Un partenariat stratégique pour réduire le retard numérique des TPE algériennes
La signature d’un accord-cadre entre Djezzy et l’Union Générale des Commerçants et Artisans Algériens (UGCAA) marque un tournant dans la modernisation du tissu commercial algérien. Selon algerie-eco.com, ce partenariat vise à équiper et former les commerçants et artisans en solutions digitales, un secteur où près de 60 % des petites entreprises restent encore en dehors du numérique. Boumediene Senouci, Directeur général de Djezzy, a souligné que l’opérateur mobilise son expertise pour accélérer le programme national de transformation digitale, avec un focus sur l’inclusion financière.
Ce projet s’inscrit dans une dynamique plus large : l’Algérie compte 1,2 million de commerces et artisans, dont une majorité peine à adopter des outils basiques comme les paiements mobiles ou la gestion en ligne. L’UGCAA, qui représente ces acteurs, mise sur ce partenariat pour combler ce fossé. Issam Bedrissi, Secrétaire général de l’UGCAA, a confirmé que les premières actions cibleront les régions les moins connectées, où le taux d’équipement numérique reste inférieur à 20 %.
Comment ce partenariat va-t-il concrètement transformer le quotidien des entrepreneurs ?
Djezzy ne se contente pas d’offrir des forfaits mobiles ou des solutions SaaS. L’accord prévoit un accompagnement sur mesure : formations aux outils de paiement électronique (comme DjezzyPay), création de sites vitrines simplifiés, et même des modules de gestion comptable adaptés aux petites structures. Pour les artisans, cela pourrait signifier passer des transactions en cash à des ventes en ligne via des plateformes locales, avec un coût réduit de 30 à 40 % sur les commissions.

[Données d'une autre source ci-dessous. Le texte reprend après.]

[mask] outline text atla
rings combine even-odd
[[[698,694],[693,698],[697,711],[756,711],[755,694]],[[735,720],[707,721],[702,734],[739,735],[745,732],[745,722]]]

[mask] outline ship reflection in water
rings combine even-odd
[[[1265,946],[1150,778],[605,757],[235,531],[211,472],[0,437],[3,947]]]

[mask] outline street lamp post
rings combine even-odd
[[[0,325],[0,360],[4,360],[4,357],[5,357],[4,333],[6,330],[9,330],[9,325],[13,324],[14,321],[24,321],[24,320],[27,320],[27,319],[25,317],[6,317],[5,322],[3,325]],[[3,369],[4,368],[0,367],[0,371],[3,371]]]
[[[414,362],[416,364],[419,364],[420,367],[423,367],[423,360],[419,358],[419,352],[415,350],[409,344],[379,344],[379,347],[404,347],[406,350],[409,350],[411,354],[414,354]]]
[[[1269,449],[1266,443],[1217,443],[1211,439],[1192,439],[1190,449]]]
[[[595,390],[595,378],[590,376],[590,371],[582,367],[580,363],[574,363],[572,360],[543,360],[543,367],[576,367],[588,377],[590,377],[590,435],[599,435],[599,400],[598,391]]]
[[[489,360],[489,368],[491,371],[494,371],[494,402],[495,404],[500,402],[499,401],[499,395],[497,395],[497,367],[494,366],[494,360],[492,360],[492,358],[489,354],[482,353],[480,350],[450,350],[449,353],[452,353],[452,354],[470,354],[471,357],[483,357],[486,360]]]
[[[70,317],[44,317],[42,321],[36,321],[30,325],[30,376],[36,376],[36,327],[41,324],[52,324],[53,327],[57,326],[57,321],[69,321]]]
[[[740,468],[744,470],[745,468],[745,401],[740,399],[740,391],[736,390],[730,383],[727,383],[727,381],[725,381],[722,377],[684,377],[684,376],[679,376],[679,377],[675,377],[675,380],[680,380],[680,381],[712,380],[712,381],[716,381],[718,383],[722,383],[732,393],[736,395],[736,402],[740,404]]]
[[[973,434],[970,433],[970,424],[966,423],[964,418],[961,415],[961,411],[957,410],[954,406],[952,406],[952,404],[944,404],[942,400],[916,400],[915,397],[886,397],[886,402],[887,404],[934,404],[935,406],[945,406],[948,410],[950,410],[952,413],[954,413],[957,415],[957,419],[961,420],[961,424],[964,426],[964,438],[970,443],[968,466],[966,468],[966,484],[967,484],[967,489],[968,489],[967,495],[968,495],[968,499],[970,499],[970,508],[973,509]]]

Un exemple concret : un boulanger à Oran pourrait désormais accepter les paiements via smartphone, éviter les pertes liées aux retraits de fonds, et même fidéliser sa clientèle avec des cartes de fidélité digitales. À l’échelle nationale, cela représente un potentiel de 500 millions de dirhams économisés par an en frais bancaires pour les commerçants, selon des estimations internes de Djezzy.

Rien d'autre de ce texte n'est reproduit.